Establishing trust in a simulator. Consider the displacement of a spring due to the pressure of a gas (far left), or the time taken for a dropped ball to fall (middle left). Simple models can be proposed to describe either system. The former might be modelled as an ideal gas trapped in a box by a frictionless piston held in place by a perfect spring. The latter as a frictionless body moving with uniform acceleration. Calculating the quantity of interest within either system, displacement or time, respectively, reduces within the model to calculating a square root. We thus consider four methods to perform this simulation. Building an approximation to either model system; analogue simulation. Alternatively, using an abacus (middle right) or a calculator (far right); digital simulation.
With today’s knowledge, in the parlance used in this article, we would elevate the status of the latter two simulations to computations, because of the guaranteed accuracy with which each calculation reproduces the model. Meanwhile, the former two simulatiors are not so easily verified. Importantly, they are falsifiable, e.g. by comparing one to the other. This is similar to the state of analogue quantum simulators currently used to perform large-scale quantum simulations.

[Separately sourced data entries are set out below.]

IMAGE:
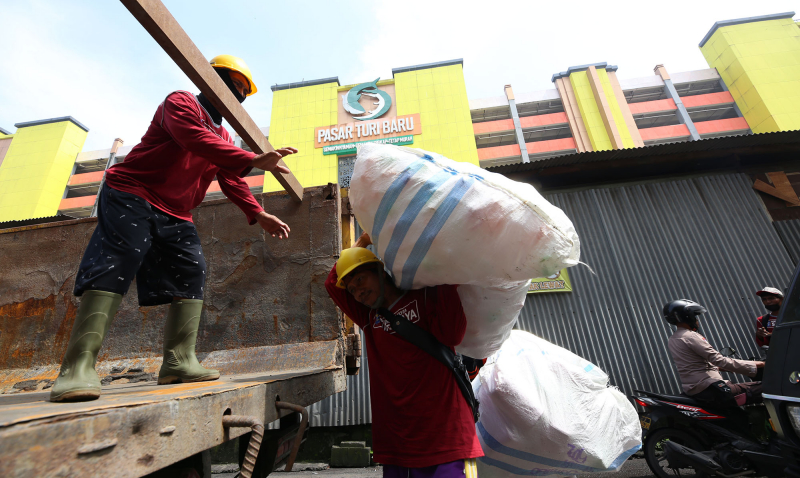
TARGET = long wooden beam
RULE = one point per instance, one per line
(165, 30)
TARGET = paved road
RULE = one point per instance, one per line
(635, 468)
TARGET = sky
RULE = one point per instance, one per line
(90, 59)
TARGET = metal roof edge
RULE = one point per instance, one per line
(425, 66)
(301, 84)
(53, 120)
(739, 21)
(574, 69)
(720, 142)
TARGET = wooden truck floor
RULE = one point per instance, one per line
(135, 429)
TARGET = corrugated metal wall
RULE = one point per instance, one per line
(706, 239)
(790, 233)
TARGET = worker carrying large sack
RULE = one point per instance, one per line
(546, 411)
(437, 221)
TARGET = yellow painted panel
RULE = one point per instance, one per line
(36, 169)
(590, 111)
(616, 111)
(295, 114)
(760, 61)
(440, 96)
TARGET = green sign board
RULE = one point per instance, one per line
(350, 148)
(555, 283)
(351, 105)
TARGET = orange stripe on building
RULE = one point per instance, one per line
(663, 132)
(493, 126)
(543, 120)
(562, 144)
(719, 126)
(652, 106)
(496, 152)
(86, 178)
(252, 181)
(709, 99)
(74, 203)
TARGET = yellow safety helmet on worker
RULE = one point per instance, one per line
(350, 260)
(230, 62)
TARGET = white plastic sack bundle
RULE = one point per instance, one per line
(438, 221)
(546, 411)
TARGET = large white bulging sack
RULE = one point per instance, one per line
(546, 411)
(437, 221)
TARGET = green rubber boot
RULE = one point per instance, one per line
(77, 381)
(180, 335)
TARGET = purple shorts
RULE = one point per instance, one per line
(453, 469)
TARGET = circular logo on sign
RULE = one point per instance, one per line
(352, 106)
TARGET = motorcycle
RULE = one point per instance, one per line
(684, 437)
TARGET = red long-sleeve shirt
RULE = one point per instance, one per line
(419, 416)
(178, 158)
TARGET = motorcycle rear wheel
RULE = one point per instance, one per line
(657, 461)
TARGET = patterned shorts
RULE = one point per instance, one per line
(134, 239)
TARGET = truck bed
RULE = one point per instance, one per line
(135, 429)
(268, 326)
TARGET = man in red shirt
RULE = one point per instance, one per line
(144, 230)
(422, 426)
(772, 299)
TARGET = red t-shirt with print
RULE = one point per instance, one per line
(179, 156)
(419, 416)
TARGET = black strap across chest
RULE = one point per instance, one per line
(425, 340)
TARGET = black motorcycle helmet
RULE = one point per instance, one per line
(683, 310)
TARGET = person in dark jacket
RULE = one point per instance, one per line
(772, 299)
(145, 230)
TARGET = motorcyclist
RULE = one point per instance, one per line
(772, 299)
(699, 363)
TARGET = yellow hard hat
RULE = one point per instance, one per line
(350, 260)
(231, 62)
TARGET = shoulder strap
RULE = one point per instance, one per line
(425, 340)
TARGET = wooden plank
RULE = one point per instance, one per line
(165, 30)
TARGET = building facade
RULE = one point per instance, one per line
(671, 191)
(752, 85)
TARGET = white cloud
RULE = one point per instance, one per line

However, the confidence in each simulator is a matter of perspective. It is not objective. Many centuries ago, we would only have trusted the abacus to perform such a calculation, since its principles were well understood and square-root algorithms with assured convergence were known even to the Babylonians. Once Gallileo began the development of mechanics, we might have considered the method of dropping a ball. Confidence in the simulation could have been established by testing the analogue simulator against the abacus. Nearly two centuries ago, when we first began to understand equilibrium thermodynamics, we might have preferred the gas-piston-spring method. Nowadays, we would all choose the calculator or a solid-state equivalent. This confidence is partly a result of testing the calculator against some known results, but also largely because, after the development of quantum mechanics, we feel we understand the components of solid-state systems to such a high level that we are willing to extrapolate this confidence to unknown territory. In a century, our confidence could well be placed most strongly in another system.